With Black History Month just behind us, we thought we would share some memories of working in an earlier era sent to us by a reader.

I grew up in the Ville and lived across from Poro College, where many students attended and received their beautician license. My girlfriends Jerry and Jennie and myself called ourselves the Poro kids because we were a part of the daily activities involving the college. Each of us had a relative employed by Mrs. Annie Malone, which put us together frequently.
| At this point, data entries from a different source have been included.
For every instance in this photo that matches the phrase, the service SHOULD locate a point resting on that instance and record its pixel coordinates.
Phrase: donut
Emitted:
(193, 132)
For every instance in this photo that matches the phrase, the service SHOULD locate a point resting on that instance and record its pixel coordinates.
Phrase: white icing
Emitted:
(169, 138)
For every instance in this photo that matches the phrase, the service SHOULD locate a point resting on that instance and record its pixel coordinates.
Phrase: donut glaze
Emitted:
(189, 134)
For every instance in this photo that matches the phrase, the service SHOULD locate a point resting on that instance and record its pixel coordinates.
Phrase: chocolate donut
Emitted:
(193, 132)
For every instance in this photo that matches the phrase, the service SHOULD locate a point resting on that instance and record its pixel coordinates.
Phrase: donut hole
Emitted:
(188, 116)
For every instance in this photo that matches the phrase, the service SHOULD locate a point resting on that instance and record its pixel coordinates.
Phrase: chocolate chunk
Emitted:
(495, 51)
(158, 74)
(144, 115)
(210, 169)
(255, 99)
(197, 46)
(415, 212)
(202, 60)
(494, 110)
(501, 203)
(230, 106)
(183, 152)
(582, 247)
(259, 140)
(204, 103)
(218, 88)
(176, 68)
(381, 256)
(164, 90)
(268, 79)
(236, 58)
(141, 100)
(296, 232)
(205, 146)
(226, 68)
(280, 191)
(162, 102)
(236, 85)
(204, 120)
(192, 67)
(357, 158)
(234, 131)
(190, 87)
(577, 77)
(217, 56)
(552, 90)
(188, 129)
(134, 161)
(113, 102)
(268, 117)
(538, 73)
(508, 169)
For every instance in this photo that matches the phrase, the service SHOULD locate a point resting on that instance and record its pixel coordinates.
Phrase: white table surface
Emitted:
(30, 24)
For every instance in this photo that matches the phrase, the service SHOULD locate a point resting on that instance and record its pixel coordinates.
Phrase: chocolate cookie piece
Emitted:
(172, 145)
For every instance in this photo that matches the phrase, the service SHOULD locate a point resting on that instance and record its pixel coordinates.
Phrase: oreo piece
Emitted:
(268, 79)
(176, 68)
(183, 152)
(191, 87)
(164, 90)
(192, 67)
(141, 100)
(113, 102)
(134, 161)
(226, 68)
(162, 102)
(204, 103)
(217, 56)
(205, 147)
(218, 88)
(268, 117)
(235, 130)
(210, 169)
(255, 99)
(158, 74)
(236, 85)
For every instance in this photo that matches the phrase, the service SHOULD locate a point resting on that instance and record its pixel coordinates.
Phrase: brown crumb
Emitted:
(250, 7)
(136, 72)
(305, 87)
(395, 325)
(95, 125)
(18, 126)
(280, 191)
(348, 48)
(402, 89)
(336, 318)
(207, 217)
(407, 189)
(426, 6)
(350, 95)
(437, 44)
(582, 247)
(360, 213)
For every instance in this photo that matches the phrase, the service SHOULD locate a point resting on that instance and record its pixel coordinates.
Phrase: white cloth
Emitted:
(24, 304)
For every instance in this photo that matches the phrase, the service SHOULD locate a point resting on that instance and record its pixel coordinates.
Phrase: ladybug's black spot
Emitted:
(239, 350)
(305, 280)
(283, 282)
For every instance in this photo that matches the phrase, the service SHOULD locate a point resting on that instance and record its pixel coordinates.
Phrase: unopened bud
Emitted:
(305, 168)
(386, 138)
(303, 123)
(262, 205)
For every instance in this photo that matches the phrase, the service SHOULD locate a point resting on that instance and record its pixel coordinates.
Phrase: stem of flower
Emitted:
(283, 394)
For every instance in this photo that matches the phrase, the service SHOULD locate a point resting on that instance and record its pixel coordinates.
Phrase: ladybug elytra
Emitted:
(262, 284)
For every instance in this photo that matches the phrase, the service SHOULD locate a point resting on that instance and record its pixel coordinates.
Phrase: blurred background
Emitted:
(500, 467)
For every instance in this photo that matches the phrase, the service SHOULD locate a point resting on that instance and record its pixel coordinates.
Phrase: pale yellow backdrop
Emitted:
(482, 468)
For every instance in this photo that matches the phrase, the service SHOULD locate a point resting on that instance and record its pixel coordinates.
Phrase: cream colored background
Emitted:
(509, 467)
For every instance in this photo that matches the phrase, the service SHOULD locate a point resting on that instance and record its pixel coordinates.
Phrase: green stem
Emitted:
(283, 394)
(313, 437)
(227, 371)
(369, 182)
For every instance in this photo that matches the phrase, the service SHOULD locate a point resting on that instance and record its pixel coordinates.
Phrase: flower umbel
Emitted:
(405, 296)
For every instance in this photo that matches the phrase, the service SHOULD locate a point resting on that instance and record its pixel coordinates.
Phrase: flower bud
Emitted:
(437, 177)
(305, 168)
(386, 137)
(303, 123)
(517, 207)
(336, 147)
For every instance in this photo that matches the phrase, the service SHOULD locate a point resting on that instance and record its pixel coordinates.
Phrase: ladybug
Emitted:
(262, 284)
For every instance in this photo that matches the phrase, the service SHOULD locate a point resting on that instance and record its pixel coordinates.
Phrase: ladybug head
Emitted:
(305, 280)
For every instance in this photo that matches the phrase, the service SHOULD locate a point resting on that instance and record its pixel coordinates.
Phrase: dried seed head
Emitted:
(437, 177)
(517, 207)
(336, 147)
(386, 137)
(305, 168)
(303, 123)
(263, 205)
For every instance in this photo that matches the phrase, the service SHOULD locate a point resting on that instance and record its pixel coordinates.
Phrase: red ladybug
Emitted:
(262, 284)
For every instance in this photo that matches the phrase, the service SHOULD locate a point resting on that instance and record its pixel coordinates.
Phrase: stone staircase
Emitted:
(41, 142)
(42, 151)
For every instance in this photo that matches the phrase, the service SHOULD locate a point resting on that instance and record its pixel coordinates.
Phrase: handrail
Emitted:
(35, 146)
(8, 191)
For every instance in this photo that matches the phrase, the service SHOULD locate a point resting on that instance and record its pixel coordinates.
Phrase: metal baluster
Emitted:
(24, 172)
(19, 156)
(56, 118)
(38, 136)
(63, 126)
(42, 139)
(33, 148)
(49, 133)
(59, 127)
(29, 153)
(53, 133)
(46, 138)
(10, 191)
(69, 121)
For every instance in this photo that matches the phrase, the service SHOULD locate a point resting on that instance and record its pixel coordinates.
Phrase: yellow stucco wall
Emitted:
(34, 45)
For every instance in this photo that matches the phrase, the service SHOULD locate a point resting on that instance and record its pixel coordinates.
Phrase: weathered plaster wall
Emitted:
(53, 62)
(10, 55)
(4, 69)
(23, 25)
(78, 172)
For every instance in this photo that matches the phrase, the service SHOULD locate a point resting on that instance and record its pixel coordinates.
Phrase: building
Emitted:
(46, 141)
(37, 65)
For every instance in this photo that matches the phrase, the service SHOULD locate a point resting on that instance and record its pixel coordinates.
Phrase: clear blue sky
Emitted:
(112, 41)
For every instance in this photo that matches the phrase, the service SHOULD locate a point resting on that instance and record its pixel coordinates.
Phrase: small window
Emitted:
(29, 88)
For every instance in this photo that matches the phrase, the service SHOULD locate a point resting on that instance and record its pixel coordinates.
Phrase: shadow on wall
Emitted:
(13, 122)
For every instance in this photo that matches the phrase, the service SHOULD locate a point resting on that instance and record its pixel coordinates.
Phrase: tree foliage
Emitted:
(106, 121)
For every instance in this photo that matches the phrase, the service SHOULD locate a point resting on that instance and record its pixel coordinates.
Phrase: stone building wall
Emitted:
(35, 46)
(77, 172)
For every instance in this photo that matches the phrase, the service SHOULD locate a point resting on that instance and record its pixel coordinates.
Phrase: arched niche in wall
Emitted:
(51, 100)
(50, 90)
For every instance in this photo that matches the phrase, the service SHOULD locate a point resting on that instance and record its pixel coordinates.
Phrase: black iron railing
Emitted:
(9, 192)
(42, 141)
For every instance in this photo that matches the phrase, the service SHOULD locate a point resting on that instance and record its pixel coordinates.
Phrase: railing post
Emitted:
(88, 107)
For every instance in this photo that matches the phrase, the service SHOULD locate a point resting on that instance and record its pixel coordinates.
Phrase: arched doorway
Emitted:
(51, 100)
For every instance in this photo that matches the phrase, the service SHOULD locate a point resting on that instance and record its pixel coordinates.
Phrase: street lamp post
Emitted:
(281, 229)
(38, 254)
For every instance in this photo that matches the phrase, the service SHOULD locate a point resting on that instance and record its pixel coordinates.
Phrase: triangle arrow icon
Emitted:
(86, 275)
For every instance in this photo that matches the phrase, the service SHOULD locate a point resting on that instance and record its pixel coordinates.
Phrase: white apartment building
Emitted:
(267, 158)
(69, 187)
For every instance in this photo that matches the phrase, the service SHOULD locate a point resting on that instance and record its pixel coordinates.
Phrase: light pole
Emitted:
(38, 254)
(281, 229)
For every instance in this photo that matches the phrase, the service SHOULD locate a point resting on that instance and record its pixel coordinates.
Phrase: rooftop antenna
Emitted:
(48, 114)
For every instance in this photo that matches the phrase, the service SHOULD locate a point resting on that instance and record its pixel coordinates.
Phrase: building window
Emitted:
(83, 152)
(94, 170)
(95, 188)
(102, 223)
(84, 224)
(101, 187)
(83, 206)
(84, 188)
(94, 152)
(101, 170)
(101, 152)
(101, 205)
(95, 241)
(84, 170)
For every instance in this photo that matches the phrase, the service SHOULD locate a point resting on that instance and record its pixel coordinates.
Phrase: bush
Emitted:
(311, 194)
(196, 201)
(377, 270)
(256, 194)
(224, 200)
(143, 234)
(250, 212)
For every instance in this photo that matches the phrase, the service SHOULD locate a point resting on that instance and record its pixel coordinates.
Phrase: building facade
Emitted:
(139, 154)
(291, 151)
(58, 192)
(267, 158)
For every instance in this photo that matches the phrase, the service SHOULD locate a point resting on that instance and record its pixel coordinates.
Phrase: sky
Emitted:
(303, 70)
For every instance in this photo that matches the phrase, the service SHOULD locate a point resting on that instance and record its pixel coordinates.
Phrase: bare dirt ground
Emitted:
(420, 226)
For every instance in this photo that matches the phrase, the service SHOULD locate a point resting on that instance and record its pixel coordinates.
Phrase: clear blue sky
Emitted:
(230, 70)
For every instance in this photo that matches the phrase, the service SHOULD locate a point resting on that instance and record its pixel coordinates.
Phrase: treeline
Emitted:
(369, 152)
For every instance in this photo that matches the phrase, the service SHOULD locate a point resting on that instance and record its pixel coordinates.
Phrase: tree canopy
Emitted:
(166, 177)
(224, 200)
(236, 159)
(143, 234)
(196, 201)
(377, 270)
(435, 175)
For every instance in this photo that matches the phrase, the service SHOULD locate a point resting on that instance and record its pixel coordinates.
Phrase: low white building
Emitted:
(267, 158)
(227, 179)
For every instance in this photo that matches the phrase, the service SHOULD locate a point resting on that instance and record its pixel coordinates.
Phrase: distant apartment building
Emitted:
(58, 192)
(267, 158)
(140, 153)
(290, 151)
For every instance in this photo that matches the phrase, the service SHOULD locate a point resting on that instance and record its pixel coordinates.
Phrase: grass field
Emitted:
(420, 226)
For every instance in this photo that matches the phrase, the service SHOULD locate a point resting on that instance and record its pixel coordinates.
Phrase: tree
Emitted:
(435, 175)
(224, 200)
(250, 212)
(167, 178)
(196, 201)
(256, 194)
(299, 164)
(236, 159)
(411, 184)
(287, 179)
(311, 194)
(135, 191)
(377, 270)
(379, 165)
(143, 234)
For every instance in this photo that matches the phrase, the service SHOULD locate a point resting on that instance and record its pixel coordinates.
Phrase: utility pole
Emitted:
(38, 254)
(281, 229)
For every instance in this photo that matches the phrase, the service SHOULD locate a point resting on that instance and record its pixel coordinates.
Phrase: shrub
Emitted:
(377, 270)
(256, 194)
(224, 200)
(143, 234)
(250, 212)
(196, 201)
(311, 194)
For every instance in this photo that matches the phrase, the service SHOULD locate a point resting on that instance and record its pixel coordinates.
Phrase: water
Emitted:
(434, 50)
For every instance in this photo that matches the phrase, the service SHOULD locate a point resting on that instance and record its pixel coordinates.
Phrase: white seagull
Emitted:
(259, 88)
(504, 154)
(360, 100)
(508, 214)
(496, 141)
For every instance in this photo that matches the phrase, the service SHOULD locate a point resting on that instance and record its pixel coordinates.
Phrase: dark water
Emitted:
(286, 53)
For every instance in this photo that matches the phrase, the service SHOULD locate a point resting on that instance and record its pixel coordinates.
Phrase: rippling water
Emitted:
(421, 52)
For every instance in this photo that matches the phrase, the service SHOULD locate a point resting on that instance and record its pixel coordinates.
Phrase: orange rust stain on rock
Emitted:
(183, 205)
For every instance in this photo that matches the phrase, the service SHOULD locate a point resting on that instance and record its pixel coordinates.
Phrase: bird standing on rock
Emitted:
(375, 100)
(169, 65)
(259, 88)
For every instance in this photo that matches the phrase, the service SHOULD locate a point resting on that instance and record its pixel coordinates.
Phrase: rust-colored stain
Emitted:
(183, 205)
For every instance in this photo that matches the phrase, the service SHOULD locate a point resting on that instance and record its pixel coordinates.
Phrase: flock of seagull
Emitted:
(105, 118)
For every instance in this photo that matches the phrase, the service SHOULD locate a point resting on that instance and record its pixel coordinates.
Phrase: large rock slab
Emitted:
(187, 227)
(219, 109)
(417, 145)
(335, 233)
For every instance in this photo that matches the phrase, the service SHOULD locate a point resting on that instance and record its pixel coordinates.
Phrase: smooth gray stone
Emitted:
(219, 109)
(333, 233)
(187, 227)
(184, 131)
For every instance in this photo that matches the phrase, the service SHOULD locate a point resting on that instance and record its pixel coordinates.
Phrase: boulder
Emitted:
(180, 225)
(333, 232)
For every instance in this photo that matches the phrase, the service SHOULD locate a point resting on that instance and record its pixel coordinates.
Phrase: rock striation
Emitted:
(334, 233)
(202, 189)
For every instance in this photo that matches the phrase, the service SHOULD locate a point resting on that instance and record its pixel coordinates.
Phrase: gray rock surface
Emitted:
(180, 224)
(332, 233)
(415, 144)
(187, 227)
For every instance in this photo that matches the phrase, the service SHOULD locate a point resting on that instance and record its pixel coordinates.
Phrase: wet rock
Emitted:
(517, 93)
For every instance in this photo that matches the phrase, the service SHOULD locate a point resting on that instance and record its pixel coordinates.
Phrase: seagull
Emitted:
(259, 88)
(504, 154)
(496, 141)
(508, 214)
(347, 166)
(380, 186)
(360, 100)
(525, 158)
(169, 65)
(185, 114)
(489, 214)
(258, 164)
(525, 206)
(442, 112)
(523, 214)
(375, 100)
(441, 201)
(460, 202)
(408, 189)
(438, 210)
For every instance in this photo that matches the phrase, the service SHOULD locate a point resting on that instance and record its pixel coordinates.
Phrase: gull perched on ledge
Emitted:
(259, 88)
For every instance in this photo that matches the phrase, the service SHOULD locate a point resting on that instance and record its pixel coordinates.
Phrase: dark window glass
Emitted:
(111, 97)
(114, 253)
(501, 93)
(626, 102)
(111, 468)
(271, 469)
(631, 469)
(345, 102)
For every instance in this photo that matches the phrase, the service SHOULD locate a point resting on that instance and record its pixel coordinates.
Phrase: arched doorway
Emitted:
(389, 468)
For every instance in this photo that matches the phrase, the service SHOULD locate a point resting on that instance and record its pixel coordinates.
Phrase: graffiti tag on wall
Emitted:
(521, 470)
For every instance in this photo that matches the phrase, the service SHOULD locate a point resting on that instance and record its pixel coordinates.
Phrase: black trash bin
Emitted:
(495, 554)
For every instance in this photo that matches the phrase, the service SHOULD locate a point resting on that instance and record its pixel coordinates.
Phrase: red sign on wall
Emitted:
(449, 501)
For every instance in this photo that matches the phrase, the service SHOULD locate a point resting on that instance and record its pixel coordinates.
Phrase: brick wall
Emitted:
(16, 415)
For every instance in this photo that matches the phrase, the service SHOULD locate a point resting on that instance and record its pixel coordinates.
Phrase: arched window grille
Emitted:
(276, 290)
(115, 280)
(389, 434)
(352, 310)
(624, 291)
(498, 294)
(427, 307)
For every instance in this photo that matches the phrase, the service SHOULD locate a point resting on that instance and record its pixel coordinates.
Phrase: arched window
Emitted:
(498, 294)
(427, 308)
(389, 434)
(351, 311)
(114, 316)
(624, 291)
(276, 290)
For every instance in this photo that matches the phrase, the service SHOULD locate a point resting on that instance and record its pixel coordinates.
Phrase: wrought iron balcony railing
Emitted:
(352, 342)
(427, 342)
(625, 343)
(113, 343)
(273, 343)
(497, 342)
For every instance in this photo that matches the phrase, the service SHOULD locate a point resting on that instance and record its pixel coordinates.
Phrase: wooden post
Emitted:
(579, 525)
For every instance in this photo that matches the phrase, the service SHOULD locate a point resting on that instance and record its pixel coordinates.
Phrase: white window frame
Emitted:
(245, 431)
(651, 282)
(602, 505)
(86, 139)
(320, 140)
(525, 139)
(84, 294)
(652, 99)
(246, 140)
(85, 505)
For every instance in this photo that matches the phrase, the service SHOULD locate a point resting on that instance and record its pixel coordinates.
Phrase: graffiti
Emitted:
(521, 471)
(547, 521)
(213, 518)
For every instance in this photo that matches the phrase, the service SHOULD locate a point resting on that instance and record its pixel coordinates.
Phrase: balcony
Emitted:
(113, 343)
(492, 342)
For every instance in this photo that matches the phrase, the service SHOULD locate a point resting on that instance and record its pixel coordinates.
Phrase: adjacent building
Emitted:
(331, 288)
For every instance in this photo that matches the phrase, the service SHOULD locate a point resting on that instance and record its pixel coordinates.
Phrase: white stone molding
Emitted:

The three of us would come from school to Poro College to stay until our parents and grandparents were finished working. Jennie’s father was the engineer for the building. My grandmother was the seamstress for the players in the many plays produced on the stage in the theatre at Poro. Jerry’s mother worked in the parties held there, and we watched in amazement at how wonderful everyone looked, thinking we could not wait until we were old enough to attend such an affair.

My grandfather was a blacksmith and always worked for himself, taking care of the shoes for the horses owned by local residents. (In the Missouri History Museum there is an advertisement brochure with black businesses, and my uncle William Roden is listed.) During the later thirties, his business began to take a turn for the worst as more people began to purchase automobiles.

He was a tall man and a big man. I would hear discussions on his weight. I could not conceive the idea that he weighed that much. Later, when I learned about the anvil, lifting that heavy instrument you had to be very muscular with very little fat. He gave everyone in the family a special name. My name was Little Bit and little I was.

My grandmother was a short woman with powerful strength that commanded your attention and your respect. She kept me so involved with so many organizations that I am convinced it was to keep me busy and out of trouble. I belonged to the St. James Church Junior Choir, Girl Scouts and Calling All Girls organization. I went to Camp Derricott every summer.

Aunt Emma was my grandfather’s sister and came to visit us one year. She had to sleep in a fold-up bed. As soon as she was all comfortable, the bed folded with her in it. We laughed so hard, and she was yelling, “Stop laughing and help me out of this bed!” All I could think of was a song we had learned at summer camp, “O, My mother in law she is dead she got locked in the folding bed.”

Every year the Annie M. Malone’s Orphans Home Day Parade was the highlight of the year. My grandmother would always sit in the stand with Mrs. Malone and watch the parade from there. The Annie M. Malone Parade is still in existence. It is still in honor of Mrs. Malone, who helped to make it all possible. Today that facility has many more services added.

During that time there were many places that would not hire blacks, one place in specific was the F.W. Woolworth on Sarah and Martin Luther King (Easton Ave. it was called at that time). I can remember marching with my aunt and my mother carrying signs that said “Unfair Hiring Practices.” Eventually, they hired black sales people. When I was sixteen, that was my first job, and I stayed with them through college.

Julian Roden, my father’s brother, trained young men in the community to run the movies in local movie houses. The problem was the black operators could only work at movie houses in the black community, and those jobs were often taken by white operators. Julian Roden and a group of other local members went to Chicago and had the local 143, which was the black local, changed to Local 143A, from then on the black operators were able to operate in the movie houses located in the black neighborhoods.